Peggy, here’s a little girl I think wants to go upstairs.”
She dropped her head so I couldn’t look into her face. I smelled
perfume as I went by. I smelled their cigarettes too and their manly
woollen uniforms, their polished boots.
When I came downstairs with my coat on they were still there, but this
time they had been expecting me, so they all kept quiet while I passed.
Except that Peggy gave one loud sniffle, and the young man nearest to
her kept stroking her upper leg. Her skirt was pulled up and I saw the
fastener holding her stocking.
For a long time I remembered the voices. I pondered over the voices.
Not Peggy’s. The men’s. I know now that some of the Air Force men
stationed at Port Albert early in the war had come out from England,
and were training there to fight the Germans. So I wonder if it was the
accent of some part of Britain that I was finding so mild and
entrancing. It was certainly true that I had never in my life heard a
man speak in that way, treating a woman as if she was so fine and
valued a creature that whatever it was, whatever unkind- ness had come
near her, was somehow a breach of a law, a sin.
What did I think had happened to make Peggy cry? The question did not
much interest me at the time.
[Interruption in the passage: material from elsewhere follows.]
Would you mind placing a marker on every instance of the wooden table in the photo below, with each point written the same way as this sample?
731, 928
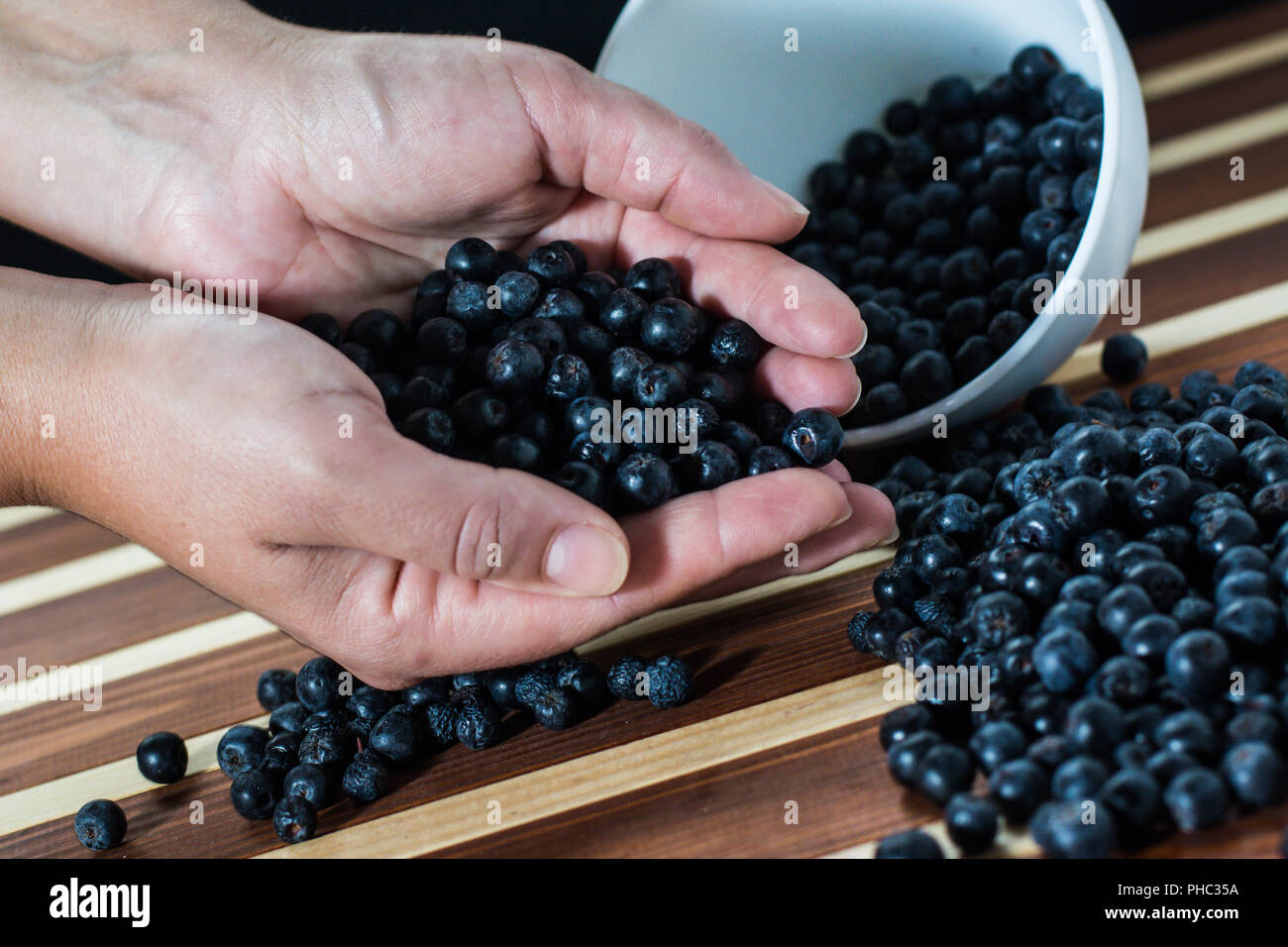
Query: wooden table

I was not a brave person myself. I cried
when chased and beaten with shingles on the way home from my first
school. I cried when the teacher in the town school singled me out, in
front of the class, to expose the shocking untidiness of my desk. And
when she phoned my mother about the same problem and my mother hanging
up the phone herself wept, enduring misery because I was not a credit
to her. It seemed as though some people were naturally brave and others
weren’t. Somebody must have said something to Peggy, and there she was
snuffling, because like me she was not thick-skinned.
It must have been that orange-dressed woman who had been mean, I
thought, for no particular reason. It had to have been a woman. Because
if it had been a man, one of her Air Force comforters would have
punished him. Told him to watch his mouth, maybe dragged him outside
and beaten him up.
So it wasn’t Peggy I was interested in, not her tears, her crumpled
looks. She reminded me too much of myself. It was her comforters I
marvelled at. How they seemed to bow down and declare themselves in
front of her.
What had they been saying? Nothing in particular. All right, they said.
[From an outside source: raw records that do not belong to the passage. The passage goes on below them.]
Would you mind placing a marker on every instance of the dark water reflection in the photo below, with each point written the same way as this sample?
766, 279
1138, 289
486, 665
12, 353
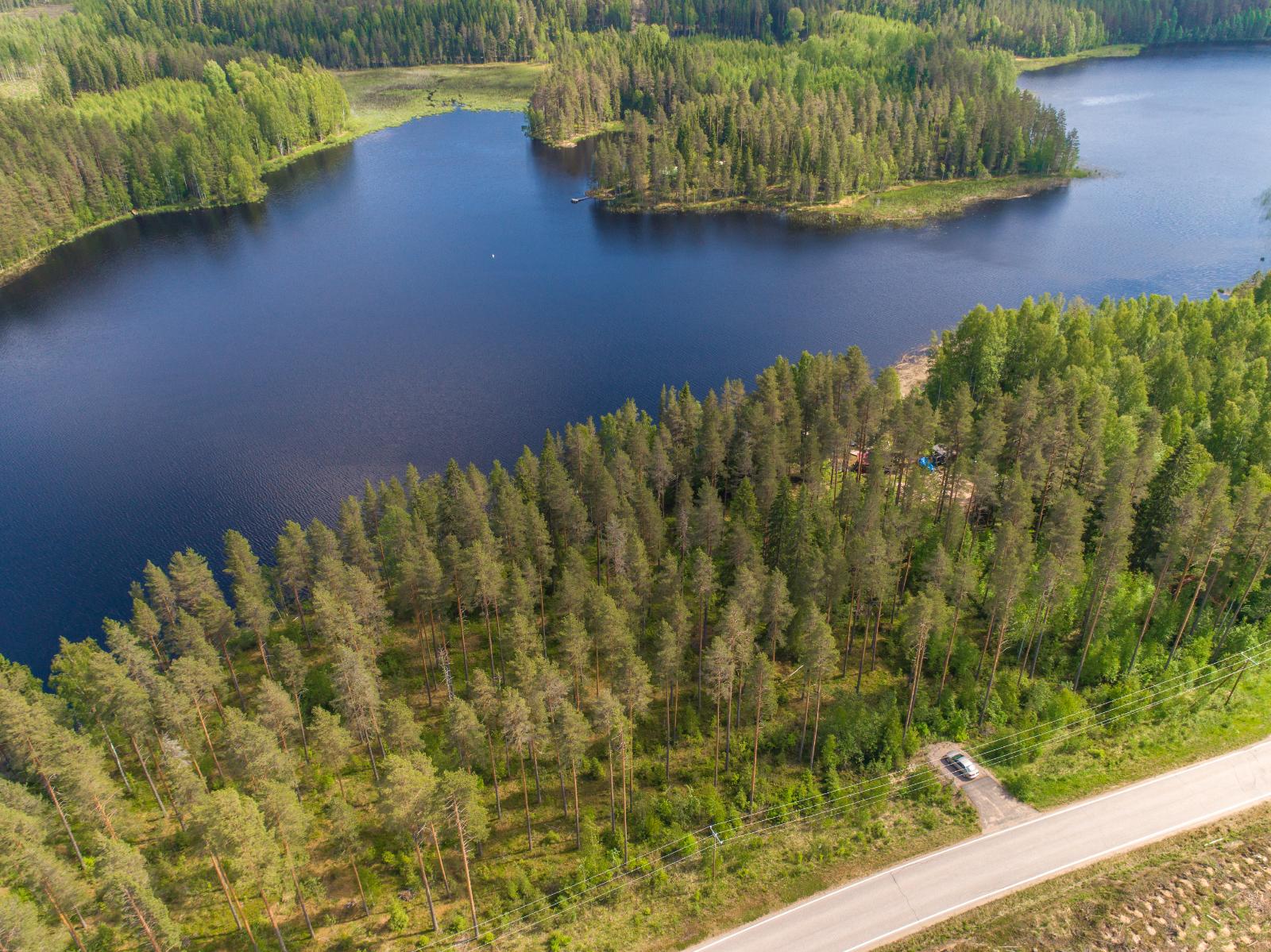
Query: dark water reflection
430, 291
It’s all right, Peggy, they said. Now, Peggy. All right. All right.
Such kindness. That anybody could be so kind.
It is true that these young men, brought to our country to train for
bombing missions on which so many of them would be killed, might have
been speaking in the normal accents of Cornwall or Kent or Hull or
Scotland. But to me they seemed to be unable to open their mouths
without uttering some kind of blessing, a blessing on the moment. It
didn’t occur to me that their futures were all bound up with disaster,
or that their ordinary lives had flown out the window and been smashed
on the ground. I just thought of the blessing, how wonderful to get on
the receiving end of it, how strangely lucky and undeserving was that
Peggy.
And, for I don’t know how long, I thought of them. In the cold dark of
my bedroom they rocked me to sleep. I could turn them on, summon up
their faces and their voices—but oh, far more, their voices were now
directed to myself and not to any unnecessary third party. Their hands
blessed my own skinny thighs and their voices assured me that I, too,
was worthy of love.
And while they still inhabited my not yet quite erotic fantasies they were gone. Some, many, gone for good.